A photoplankton bloom was created in the laboratory, in a wave machine containing 3,400 gallons of water collected from the California coast. Researchers found that microbes within the water were able to alter the chemistry of the mist driven into the air. This was especially apparent when lipids, which normally separate from water, were examined.

Sea spray aerosol (SSA) particles were found to carry lipids in greater concentrations when they were carried in bubbles, which burst through the liquid. These chemicals can have a significant influence on the environment, researchers report.

"Freshly emitted SSA are composed of both sea salt and organic material, and under certain conditions the organic species comprise a substantial fraction of the total particle mass, especially for smaller diameter particles," researchers wrote in a research article published by the American Chemical Society's Central Science.

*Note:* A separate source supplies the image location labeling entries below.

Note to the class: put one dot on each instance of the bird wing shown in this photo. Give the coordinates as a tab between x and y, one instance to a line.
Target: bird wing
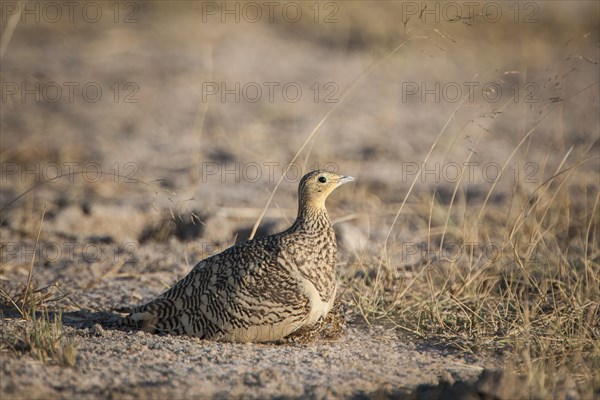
228	295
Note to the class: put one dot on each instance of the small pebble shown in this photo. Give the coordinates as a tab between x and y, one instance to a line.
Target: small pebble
97	330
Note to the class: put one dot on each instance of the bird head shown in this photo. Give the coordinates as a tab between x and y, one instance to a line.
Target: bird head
316	186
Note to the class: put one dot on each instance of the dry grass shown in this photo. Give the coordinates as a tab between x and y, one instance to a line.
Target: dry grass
42	338
522	278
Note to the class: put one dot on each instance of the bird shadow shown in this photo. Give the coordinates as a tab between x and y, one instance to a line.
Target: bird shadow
80	319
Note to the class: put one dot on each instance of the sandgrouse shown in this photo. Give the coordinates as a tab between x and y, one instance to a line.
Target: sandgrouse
259	290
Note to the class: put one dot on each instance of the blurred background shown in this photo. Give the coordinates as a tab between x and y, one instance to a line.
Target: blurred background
198	107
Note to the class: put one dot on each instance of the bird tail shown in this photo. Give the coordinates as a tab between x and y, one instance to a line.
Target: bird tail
150	317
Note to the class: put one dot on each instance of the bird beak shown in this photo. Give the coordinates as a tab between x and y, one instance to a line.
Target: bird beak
345	179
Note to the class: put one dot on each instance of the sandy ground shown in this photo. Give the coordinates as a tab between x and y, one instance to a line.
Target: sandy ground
168	171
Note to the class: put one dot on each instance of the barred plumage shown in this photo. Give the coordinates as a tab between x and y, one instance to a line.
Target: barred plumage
262	289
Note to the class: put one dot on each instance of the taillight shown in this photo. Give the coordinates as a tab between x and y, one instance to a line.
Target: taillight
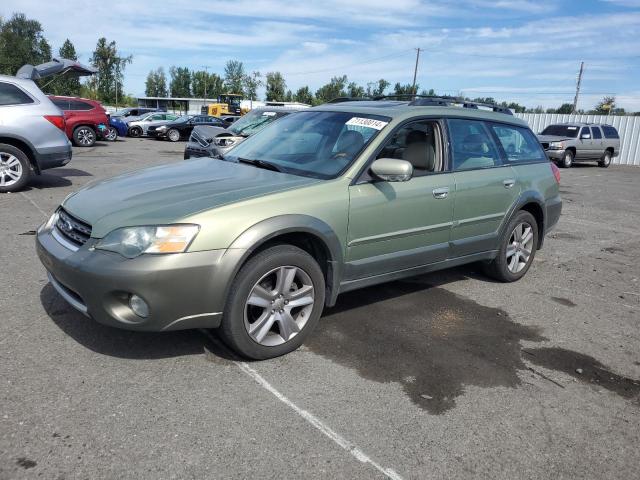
556	171
57	120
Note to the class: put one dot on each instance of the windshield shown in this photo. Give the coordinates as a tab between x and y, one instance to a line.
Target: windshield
561	131
311	143
255	121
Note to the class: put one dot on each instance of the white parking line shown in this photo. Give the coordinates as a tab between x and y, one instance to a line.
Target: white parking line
317	423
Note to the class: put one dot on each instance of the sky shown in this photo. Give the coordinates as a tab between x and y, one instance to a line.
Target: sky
515	50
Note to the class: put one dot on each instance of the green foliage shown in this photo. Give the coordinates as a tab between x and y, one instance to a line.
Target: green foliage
234	76
21	42
206	85
334	89
180	86
276	87
107	83
67	84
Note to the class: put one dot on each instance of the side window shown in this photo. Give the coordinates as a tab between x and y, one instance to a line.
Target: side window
471	145
519	144
12	95
610	132
419	143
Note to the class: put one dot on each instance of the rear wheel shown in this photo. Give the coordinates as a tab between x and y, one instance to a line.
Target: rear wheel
14	168
567	159
517	249
605	161
173	135
84	136
274	303
135	132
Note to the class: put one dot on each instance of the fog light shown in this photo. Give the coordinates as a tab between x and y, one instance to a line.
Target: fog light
139	306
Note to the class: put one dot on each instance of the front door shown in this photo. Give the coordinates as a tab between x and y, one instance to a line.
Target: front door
395	226
485	189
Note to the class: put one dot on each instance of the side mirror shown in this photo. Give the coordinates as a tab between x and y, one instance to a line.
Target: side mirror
392	169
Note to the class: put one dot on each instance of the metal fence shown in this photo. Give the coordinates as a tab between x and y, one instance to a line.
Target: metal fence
628	128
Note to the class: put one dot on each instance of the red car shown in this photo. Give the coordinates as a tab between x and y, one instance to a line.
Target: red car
86	119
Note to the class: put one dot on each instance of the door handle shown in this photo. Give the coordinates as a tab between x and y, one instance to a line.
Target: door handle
441	192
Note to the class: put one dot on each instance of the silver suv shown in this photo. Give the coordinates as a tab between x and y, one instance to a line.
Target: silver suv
569	142
32	128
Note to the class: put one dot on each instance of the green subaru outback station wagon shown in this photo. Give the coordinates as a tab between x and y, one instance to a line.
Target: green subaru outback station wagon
331	199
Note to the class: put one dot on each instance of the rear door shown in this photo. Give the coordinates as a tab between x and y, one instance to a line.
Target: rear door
485	187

Oceans cover more than 70 percent of the Earth's surface, and they play a vital role in determining how the planet responds to continued climate change, including global warming. Some of the greatest questions in how the Earth will respond to increasing concentrations of greenhouse gases are centered on how the ocean interacts with the atmosphere.

Earlier investigations had attempted to find a correlation between the composition of sea spray and the prevalence of photoplankton, with mixed results. "This limits our ability to untangle the extent to which human activities versus the natural background have altered the impacts of particles on the global radiation budget and climate, and thus hampers assessments of future climate change," researchers wrote.

Kimberly Prather and colleagues from the Center for Aerosol Impacts on Climate and the Environment (CAICE) carried out the study, in an effort to understand the earlier inconsistent findings. They predict this research could lead to a new understanding of the complex interactions between the atmosphere and oceans. This information could assist climatologists in developing new, more accurate computer models of the climate, which could be used to better understand and predict the effects of global climate change.